The Development of Medicine in a Catalogue of Historic Books

Complete Record - Heirs of Hippocrates No. 1269

EDWARD NATHANIEL BANCROFT (1772-1842) An essay on the disease called yellow fever. Cushing & Jewett 1820 526 pp. 21.4 cm.

Bancroft, a native of London, received his bachelor of medicine degree from Cambridge in 1794. He was then appointed as an army physician and for the next eight to ten years served in many parts of the world. While residing in London, he received the doctor of medicine degree from Cambridge in 1804. He was elected physician to London's St. George's Hospital in 1808. His health required a warmer climate so he rejoined the army and moved to Jamaica in 1811. He was serving as deputy inspector general of army hospitals at the time of his death. This was his major work and was first published at London in 1811. In addition its discussions of yellow fever, the book contains Bancroft's observations on febrile contagion, typhus fever, dysentery, and the plague.
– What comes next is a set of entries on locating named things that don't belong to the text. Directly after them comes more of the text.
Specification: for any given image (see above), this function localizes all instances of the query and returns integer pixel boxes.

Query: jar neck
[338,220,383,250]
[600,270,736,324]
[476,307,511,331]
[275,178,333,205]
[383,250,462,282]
Much of the material was delivered as the Gulstonian lectures before the College of Physicians in 1806 and 1807. However, the book contains material omitted from the lectures, three chapters on typhus, dysentery, and the plague, as well as eight appendices added "to confirm or illustrate particular positions, contained in the Essay on Yellow Fever. . . ." (Advertisement, p. [xxi]). A series of notes have been added at the end of the book by John Beale Davidge (1768-1829), founder and professor of anatomy at the University of Maryland medical school.